Dios es el justo Juez de la verdad. La sentencia sigue a la claridad. En ese momento no hay engaños posibles. El tiempo de merecer o de rectificar se ha acabado, comienza la justicia total. Este juicio particular se completa al final de los tiempos con el juicio universal donde se juzgan también las consecuencias de las acciones de cada uno, tanto cuando fueron buenos ejemplos, como cuando fueron escándalos.
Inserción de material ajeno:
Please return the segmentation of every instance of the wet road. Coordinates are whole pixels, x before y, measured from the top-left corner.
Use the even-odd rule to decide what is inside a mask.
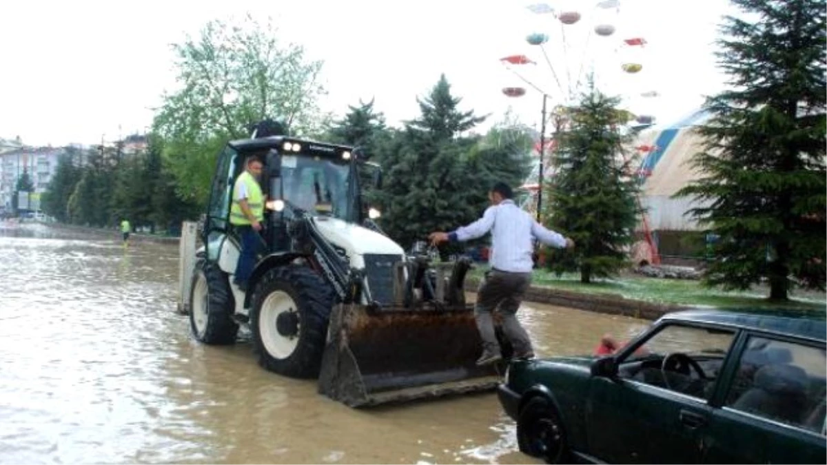
[[[537,463],[493,394],[355,410],[206,347],[176,246],[0,223],[0,463]],[[647,322],[527,304],[538,355]]]

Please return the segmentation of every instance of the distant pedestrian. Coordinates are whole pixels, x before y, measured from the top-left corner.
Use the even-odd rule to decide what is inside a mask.
[[[132,230],[132,226],[129,224],[129,220],[122,218],[121,220],[121,233],[123,235],[123,244],[129,243],[129,232]]]
[[[511,188],[497,183],[488,194],[491,206],[482,218],[453,232],[432,232],[429,238],[442,242],[468,241],[491,232],[491,270],[480,285],[474,316],[482,338],[482,356],[477,365],[487,365],[502,358],[494,329],[491,313],[498,307],[503,314],[503,332],[511,342],[515,358],[532,358],[534,352],[525,329],[517,320],[523,295],[531,285],[534,267],[532,253],[534,239],[557,248],[574,247],[574,241],[550,231],[511,199]]]

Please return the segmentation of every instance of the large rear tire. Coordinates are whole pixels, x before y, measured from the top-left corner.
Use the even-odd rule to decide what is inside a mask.
[[[268,271],[256,286],[250,312],[259,364],[280,375],[317,377],[332,306],[332,290],[310,269]]]
[[[235,302],[227,273],[204,259],[195,262],[189,295],[189,328],[193,336],[206,344],[236,342],[238,324],[232,320]]]

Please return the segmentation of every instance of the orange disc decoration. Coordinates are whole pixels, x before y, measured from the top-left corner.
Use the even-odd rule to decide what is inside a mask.
[[[500,61],[508,61],[512,65],[528,65],[528,63],[534,63],[528,59],[528,56],[524,55],[511,55],[500,59]]]
[[[563,12],[557,15],[557,19],[563,24],[574,24],[580,21],[580,13],[577,12]]]
[[[627,73],[634,74],[643,69],[643,65],[640,63],[625,63],[622,66],[623,70]]]
[[[509,97],[522,97],[525,95],[525,89],[522,87],[505,87],[503,88],[503,93]]]

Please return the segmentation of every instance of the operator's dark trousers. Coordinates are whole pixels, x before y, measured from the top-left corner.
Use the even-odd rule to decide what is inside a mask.
[[[531,273],[510,273],[491,270],[480,283],[474,317],[485,353],[500,353],[492,312],[499,307],[503,316],[503,333],[511,342],[514,354],[533,353],[531,339],[517,320],[517,309],[531,285]]]
[[[236,284],[246,285],[250,275],[256,266],[256,254],[258,252],[258,232],[252,226],[236,226],[236,230],[241,237],[241,251],[236,265]]]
“La muerte pone fin a la vida del hombre como tiempo abierto a la aceptación o rechazo de la gracia divina manifestada en Cristo. El Nuevo Testamento habla del juicio principalmente en la perspectiva del encuentro final con Cristo en su segunda venida; pero también asegura reiteradamente la existencia de la retribución inmediata después de la muerte de cada uno con consecuencia de sus obras y de su fe. La parábola del pobre Lázaro y la palabra de Cristo en la Cruz al buen ladrón, así como otros textos del Nuevo Testamento hablan de un último destino del alma que puede ser diferente para unos y para otros”(Catecismos 1021).
Desde el punto de vista individual “cada hombre, después de morir, recibe en su alma inmortal su retribución eterna en un juicio particular que refiere su vida a Cristo, bien a través de una purificación, bien para entrar inmediatamente en la bienaventuranza del cielo, bien para condenarse inmediatamente para siempre” (Catecismo 1022).